Ashkrit Sharma. (2018). “Anatomy of Apache Spark Job.” Blog post
- QUOTE: ... Spark is using lazy evaluation paradigm in which Spark application does not anything till driver calls “Action”. ... Spark application is made up of jobs, stages & tasks. Jobs & tasks are executed in parallel by spark but stage inside job are sequential. Knowing what executes parallel and sequence is very important when you want to tune spark jobs.
  Stages are executed in order, so job with many stages will choke on it and also previous stages will feed next stages and it comes with some overhead that involves writing stages output to persistent source (i.e disk, hdfs, s3 etc) and reading it again. This is also called wide transformation/Shuffle dependency.
  Job with single stage will be very fast but you can’t build any useful application using single stage. ...

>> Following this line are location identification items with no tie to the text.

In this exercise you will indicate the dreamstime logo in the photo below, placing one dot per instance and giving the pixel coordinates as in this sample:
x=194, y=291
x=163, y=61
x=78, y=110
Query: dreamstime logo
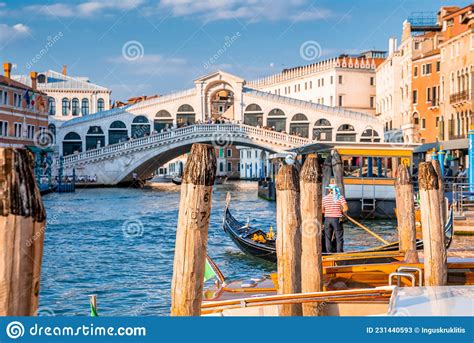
x=310, y=228
x=310, y=50
x=132, y=228
x=222, y=139
x=45, y=312
x=43, y=139
x=15, y=330
x=133, y=50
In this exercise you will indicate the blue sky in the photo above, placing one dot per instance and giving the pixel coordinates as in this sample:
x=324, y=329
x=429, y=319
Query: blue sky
x=138, y=47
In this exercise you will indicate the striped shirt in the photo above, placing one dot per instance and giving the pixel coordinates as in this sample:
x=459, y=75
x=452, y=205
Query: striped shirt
x=333, y=209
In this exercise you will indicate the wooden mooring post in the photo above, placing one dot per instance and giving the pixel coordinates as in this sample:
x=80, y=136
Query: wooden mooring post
x=434, y=248
x=311, y=229
x=442, y=201
x=192, y=231
x=288, y=243
x=406, y=214
x=22, y=226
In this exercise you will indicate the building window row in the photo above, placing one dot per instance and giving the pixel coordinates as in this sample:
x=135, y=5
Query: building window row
x=73, y=106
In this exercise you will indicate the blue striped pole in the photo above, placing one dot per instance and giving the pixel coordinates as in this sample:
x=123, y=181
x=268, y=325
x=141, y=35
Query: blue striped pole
x=471, y=157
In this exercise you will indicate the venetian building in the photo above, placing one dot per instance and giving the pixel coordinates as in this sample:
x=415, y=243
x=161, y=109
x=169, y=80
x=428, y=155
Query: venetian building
x=456, y=73
x=346, y=81
x=69, y=96
x=388, y=93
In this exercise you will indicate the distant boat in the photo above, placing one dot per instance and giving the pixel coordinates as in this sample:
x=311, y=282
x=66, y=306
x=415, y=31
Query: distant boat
x=264, y=247
x=177, y=180
x=218, y=181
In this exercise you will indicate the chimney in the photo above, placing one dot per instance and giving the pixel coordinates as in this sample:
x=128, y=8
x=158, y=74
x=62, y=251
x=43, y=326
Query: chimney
x=7, y=68
x=33, y=76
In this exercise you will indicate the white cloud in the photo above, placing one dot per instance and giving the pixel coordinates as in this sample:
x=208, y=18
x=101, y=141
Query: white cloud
x=248, y=10
x=84, y=9
x=150, y=64
x=13, y=32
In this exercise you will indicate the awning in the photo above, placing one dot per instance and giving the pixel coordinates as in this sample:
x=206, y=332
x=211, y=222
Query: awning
x=312, y=148
x=426, y=147
x=455, y=144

https://spark.apache.org/docs/2.1.0/programming-guide.html
- QUOTE: At a high level, every Spark application consists of a driver program that runs the user’s main function and executes various parallel operations on a cluster. The main abstraction Spark provides is a resilient distributed dataset (RDD), which is a collection of elements partitioned across the nodes of the cluster that can be operated on in parallel. RDDs are created by starting with a file in the Hadoop file system (or any other Hadoop-supported file system), or an existing Scala collection in the driver program, and transforming it. Users may also ask Spark to persist an RDD in memory, allowing it to be reused efficiently across parallel operations. Finally, RDDs automatically recover from node failures.
  A second abstraction in Spark is shared variables that can be used in parallel operations. By default, when Spark runs a function in parallel as a set of tasks on different nodes, it ships a copy of each variable used in the function to each task. Sometimes, a variable needs to be shared across tasks, or between tasks and the driver program. Spark supports two types of shared variables: broadcast variables, which can be used to cache a value in memory on all nodes, and accumulators, which are variables that are only “added” to, such as counters and sums.

https://spark.apache.org/docs/latest/job-scheduling.html
- QUOTE: Spark has several facilities for scheduling resources between computations. First, recall that, as described in the cluster mode overview, each Spark application (instance of SparkContext) runs an independent set of executor processes. The cluster managers that Spark runs on provide facilities for scheduling across applications. Second, within each Spark application, multiple “jobs” (Spark actions) may be running concurrently if they were submitted by different threads. This is common if your application is serving requests over the network. Spark includes a fair scheduler to schedule resources within each SparkContext.